Son son Arda onlardan kendine pelerin ve sakal yaparak ömürlerine ömür kattı bizim evde. Yanlış bilmiyorsam 90x90 cm büyüklüğündeler. Renklileri, desenlileri, düz beyazları var.
Can doğmadan önce gidip bir set daha aldım. Evde müslin bezden geçilmiyor ama gerçekten çok ama çok kullanıyorum.


Ev Tipi Anakucağı


Bunu Can doğduktan sonra ihtiyaç hissettiğim için aldım. Alırken de FisherPrice'ın en basit ve en ucuz modelini seçtim. Gerçekten üzerine binbir oyuncak ve özellik ekleyerek çok detaylı modeller yapmışlar.
Bana evin içinde rahat hareket ettirebileceğim, hafif, çocuğu çok azıcık dik tutan bir şey gerekiyordu. Can hem çok kucak seviyordu, hem de kusmamasına rağmen sürekli midesinden ağzına az miktarda süt geliyor ve onu devamlı rahatsız ediyordu. Bundan kaçış için ya uzun sürelerle kucağımızda dik tutmamız yada biraz dik bir pozisyonda yatırmamız gerekiyordu.
Gaz sancılarının olduğu dönemde sallanmak da bir süre çözüm oluyordu. Omuzumda saatler boyu sallanarak dolaşmak zaman zaman çok yorucu oluyordu. Tüm bunlar yüzünden acaba anakucağı beni biraz rahat ettirirmi diyerek çok düşünmeden- bir nevi can havli ile :))- internetten sipariş verdim.

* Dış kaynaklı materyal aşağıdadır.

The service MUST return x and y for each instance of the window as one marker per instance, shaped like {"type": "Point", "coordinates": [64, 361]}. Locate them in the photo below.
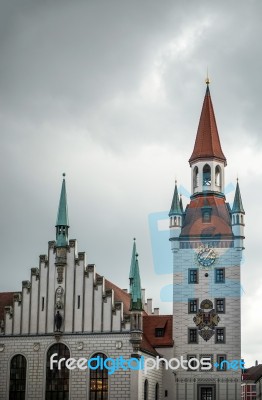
{"type": "Point", "coordinates": [220, 275]}
{"type": "Point", "coordinates": [159, 332]}
{"type": "Point", "coordinates": [218, 175]}
{"type": "Point", "coordinates": [17, 384]}
{"type": "Point", "coordinates": [57, 380]}
{"type": "Point", "coordinates": [195, 177]}
{"type": "Point", "coordinates": [192, 365]}
{"type": "Point", "coordinates": [98, 380]}
{"type": "Point", "coordinates": [157, 391]}
{"type": "Point", "coordinates": [222, 363]}
{"type": "Point", "coordinates": [220, 335]}
{"type": "Point", "coordinates": [192, 306]}
{"type": "Point", "coordinates": [220, 305]}
{"type": "Point", "coordinates": [193, 275]}
{"type": "Point", "coordinates": [146, 390]}
{"type": "Point", "coordinates": [192, 335]}
{"type": "Point", "coordinates": [207, 175]}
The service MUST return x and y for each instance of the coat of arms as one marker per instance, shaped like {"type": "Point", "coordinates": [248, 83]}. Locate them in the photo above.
{"type": "Point", "coordinates": [206, 320]}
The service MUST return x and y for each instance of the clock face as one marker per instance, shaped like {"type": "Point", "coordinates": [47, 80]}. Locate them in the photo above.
{"type": "Point", "coordinates": [206, 257]}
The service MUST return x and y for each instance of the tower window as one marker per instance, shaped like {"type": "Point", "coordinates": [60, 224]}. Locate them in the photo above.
{"type": "Point", "coordinates": [207, 175]}
{"type": "Point", "coordinates": [220, 275]}
{"type": "Point", "coordinates": [222, 363]}
{"type": "Point", "coordinates": [192, 306]}
{"type": "Point", "coordinates": [218, 175]}
{"type": "Point", "coordinates": [195, 177]}
{"type": "Point", "coordinates": [191, 364]}
{"type": "Point", "coordinates": [193, 275]}
{"type": "Point", "coordinates": [220, 305]}
{"type": "Point", "coordinates": [159, 332]}
{"type": "Point", "coordinates": [192, 335]}
{"type": "Point", "coordinates": [220, 335]}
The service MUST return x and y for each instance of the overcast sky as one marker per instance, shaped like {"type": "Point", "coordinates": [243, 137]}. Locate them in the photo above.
{"type": "Point", "coordinates": [110, 92]}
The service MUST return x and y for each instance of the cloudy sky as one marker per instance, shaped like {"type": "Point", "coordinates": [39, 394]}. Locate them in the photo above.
{"type": "Point", "coordinates": [110, 92]}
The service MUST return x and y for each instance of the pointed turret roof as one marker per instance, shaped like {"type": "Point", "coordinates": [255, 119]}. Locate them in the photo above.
{"type": "Point", "coordinates": [62, 214]}
{"type": "Point", "coordinates": [175, 206]}
{"type": "Point", "coordinates": [207, 144]}
{"type": "Point", "coordinates": [238, 205]}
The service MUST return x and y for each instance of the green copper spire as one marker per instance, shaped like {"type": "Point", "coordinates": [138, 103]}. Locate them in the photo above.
{"type": "Point", "coordinates": [133, 263]}
{"type": "Point", "coordinates": [135, 283]}
{"type": "Point", "coordinates": [238, 205]}
{"type": "Point", "coordinates": [175, 206]}
{"type": "Point", "coordinates": [62, 222]}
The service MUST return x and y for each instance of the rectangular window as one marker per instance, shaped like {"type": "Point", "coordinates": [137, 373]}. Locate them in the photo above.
{"type": "Point", "coordinates": [193, 275]}
{"type": "Point", "coordinates": [191, 365]}
{"type": "Point", "coordinates": [192, 335]}
{"type": "Point", "coordinates": [159, 332]}
{"type": "Point", "coordinates": [220, 275]}
{"type": "Point", "coordinates": [208, 358]}
{"type": "Point", "coordinates": [220, 305]}
{"type": "Point", "coordinates": [222, 364]}
{"type": "Point", "coordinates": [220, 335]}
{"type": "Point", "coordinates": [192, 306]}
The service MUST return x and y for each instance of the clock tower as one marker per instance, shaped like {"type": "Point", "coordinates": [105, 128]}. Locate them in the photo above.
{"type": "Point", "coordinates": [207, 243]}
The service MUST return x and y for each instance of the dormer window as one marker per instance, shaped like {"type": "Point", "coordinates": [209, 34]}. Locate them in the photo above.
{"type": "Point", "coordinates": [207, 175]}
{"type": "Point", "coordinates": [159, 332]}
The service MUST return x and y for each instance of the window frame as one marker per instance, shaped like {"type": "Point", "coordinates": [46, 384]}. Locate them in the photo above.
{"type": "Point", "coordinates": [224, 305]}
{"type": "Point", "coordinates": [189, 305]}
{"type": "Point", "coordinates": [189, 276]}
{"type": "Point", "coordinates": [224, 335]}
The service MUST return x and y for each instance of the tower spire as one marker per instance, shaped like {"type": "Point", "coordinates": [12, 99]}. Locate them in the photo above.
{"type": "Point", "coordinates": [238, 205]}
{"type": "Point", "coordinates": [62, 222]}
{"type": "Point", "coordinates": [207, 143]}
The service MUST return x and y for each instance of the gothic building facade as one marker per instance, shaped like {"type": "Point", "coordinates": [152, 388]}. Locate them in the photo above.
{"type": "Point", "coordinates": [67, 311]}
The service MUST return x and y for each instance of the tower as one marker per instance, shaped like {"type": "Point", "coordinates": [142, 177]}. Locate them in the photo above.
{"type": "Point", "coordinates": [207, 243]}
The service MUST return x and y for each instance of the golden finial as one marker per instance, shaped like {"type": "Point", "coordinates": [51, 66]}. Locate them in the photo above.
{"type": "Point", "coordinates": [207, 78]}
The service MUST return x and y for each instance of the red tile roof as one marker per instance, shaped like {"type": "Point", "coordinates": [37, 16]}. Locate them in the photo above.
{"type": "Point", "coordinates": [207, 144]}
{"type": "Point", "coordinates": [220, 224]}
{"type": "Point", "coordinates": [6, 299]}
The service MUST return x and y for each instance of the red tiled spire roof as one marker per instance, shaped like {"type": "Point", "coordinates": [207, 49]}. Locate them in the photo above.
{"type": "Point", "coordinates": [207, 144]}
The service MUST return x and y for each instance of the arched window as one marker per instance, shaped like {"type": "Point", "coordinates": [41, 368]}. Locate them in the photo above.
{"type": "Point", "coordinates": [206, 175]}
{"type": "Point", "coordinates": [195, 177]}
{"type": "Point", "coordinates": [98, 389]}
{"type": "Point", "coordinates": [218, 175]}
{"type": "Point", "coordinates": [157, 392]}
{"type": "Point", "coordinates": [17, 378]}
{"type": "Point", "coordinates": [146, 390]}
{"type": "Point", "coordinates": [57, 380]}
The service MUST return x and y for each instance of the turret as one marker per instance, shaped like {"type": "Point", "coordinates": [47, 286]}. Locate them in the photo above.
{"type": "Point", "coordinates": [238, 220]}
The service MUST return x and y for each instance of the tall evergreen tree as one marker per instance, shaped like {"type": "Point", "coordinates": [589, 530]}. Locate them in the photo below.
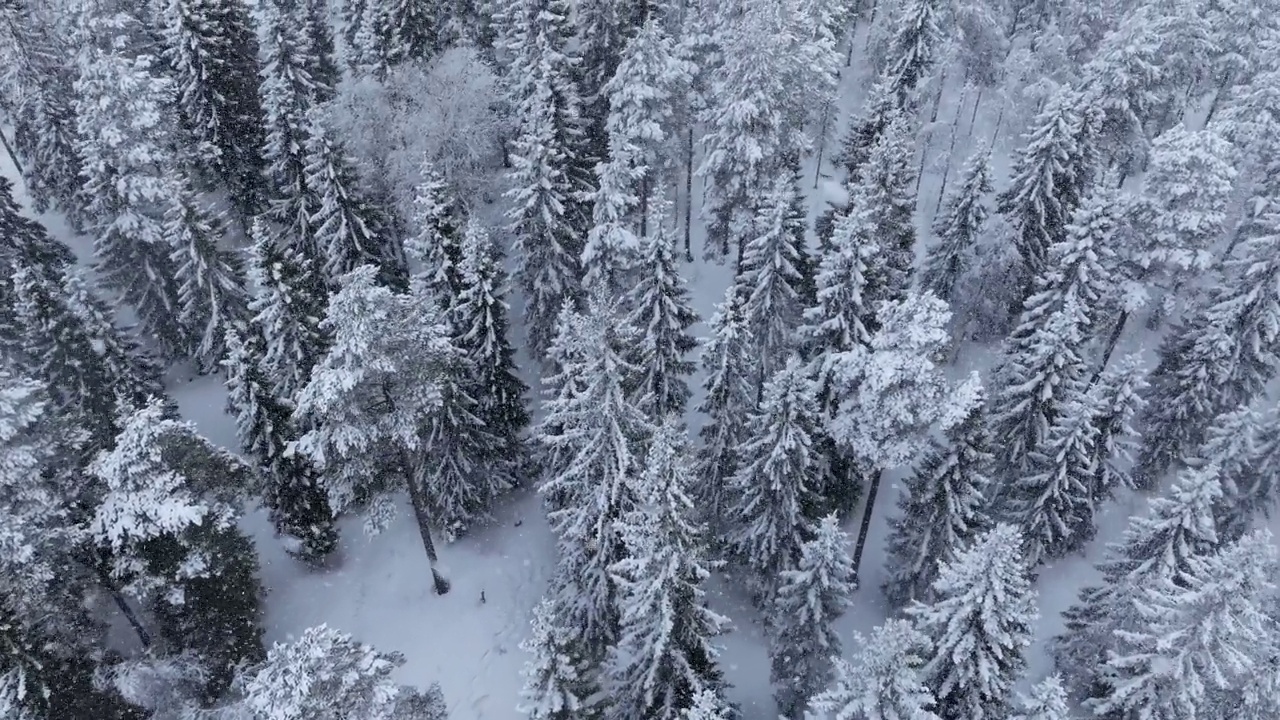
{"type": "Point", "coordinates": [291, 488]}
{"type": "Point", "coordinates": [775, 507]}
{"type": "Point", "coordinates": [661, 310]}
{"type": "Point", "coordinates": [810, 597]}
{"type": "Point", "coordinates": [944, 505]}
{"type": "Point", "coordinates": [981, 625]}
{"type": "Point", "coordinates": [597, 428]}
{"type": "Point", "coordinates": [213, 54]}
{"type": "Point", "coordinates": [728, 399]}
{"type": "Point", "coordinates": [958, 228]}
{"type": "Point", "coordinates": [664, 654]}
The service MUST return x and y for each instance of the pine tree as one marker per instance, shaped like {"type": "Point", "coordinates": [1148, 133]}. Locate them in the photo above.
{"type": "Point", "coordinates": [350, 228]}
{"type": "Point", "coordinates": [385, 377]}
{"type": "Point", "coordinates": [958, 228]}
{"type": "Point", "coordinates": [769, 274]}
{"type": "Point", "coordinates": [886, 679]}
{"type": "Point", "coordinates": [944, 505]}
{"type": "Point", "coordinates": [981, 625]}
{"type": "Point", "coordinates": [1156, 548]}
{"type": "Point", "coordinates": [1220, 358]}
{"type": "Point", "coordinates": [810, 597]}
{"type": "Point", "coordinates": [124, 137]}
{"type": "Point", "coordinates": [548, 177]}
{"type": "Point", "coordinates": [287, 310]}
{"type": "Point", "coordinates": [292, 493]}
{"type": "Point", "coordinates": [557, 686]}
{"type": "Point", "coordinates": [661, 310]}
{"type": "Point", "coordinates": [597, 431]}
{"type": "Point", "coordinates": [728, 397]}
{"type": "Point", "coordinates": [664, 654]}
{"type": "Point", "coordinates": [211, 288]}
{"type": "Point", "coordinates": [480, 324]}
{"type": "Point", "coordinates": [1194, 642]}
{"type": "Point", "coordinates": [1047, 701]}
{"type": "Point", "coordinates": [168, 519]}
{"type": "Point", "coordinates": [775, 507]}
{"type": "Point", "coordinates": [1050, 176]}
{"type": "Point", "coordinates": [213, 55]}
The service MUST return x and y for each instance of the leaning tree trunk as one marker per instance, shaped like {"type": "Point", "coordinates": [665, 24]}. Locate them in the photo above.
{"type": "Point", "coordinates": [872, 490]}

Çok kullandık hala da kullanıyoruz.
Tepesine takılan sesi ve ışığı olmayan sadece sallanan oyuncakları Can'ın ilk oyuncakları oldu. Hala da o zebraya duyduğu aşkı bana duyduğunu sanmıyorum :) Bunun içinde sallamaya ihtiyaç duymadık, çünkü çocuk hareket ettiğinde kendisi zaten hafif hafif sallanıyor, bu da ona yetiyor.
Artık yukarıda saydıklarımın pek çoğu geçerli değil ama şimdi sabahları abi hazırlanırken onu da buna oturtup yanımıza alıyoruz. Yemeklerde bize anakucağının içinde eşlik ediyor. Bana mutfakta anakucağının içinde ahbaplık ediyor.
Bazen içine koyup Arda'nın odasına götürüyorum. Arda oynarken hayran hayran seyderiyor.
Ama yavaş yavaş ömrünü dolduruyor sanki. Çünkü bebek hareketlendikçe anakucağını da şiddetle sallayabiliyor. Mutlaka yere koymak gerekiyor, koltuk vs üstünde asla cesaret edemiyorum bırakmaya. Bir de bebek ağırlaştıkça bebeği dik tutma fonksiyonunu yerine getiremiyor haliyle.
Yine de ilk 4 ayda evde yalnızken özellikle çok işime yaradı.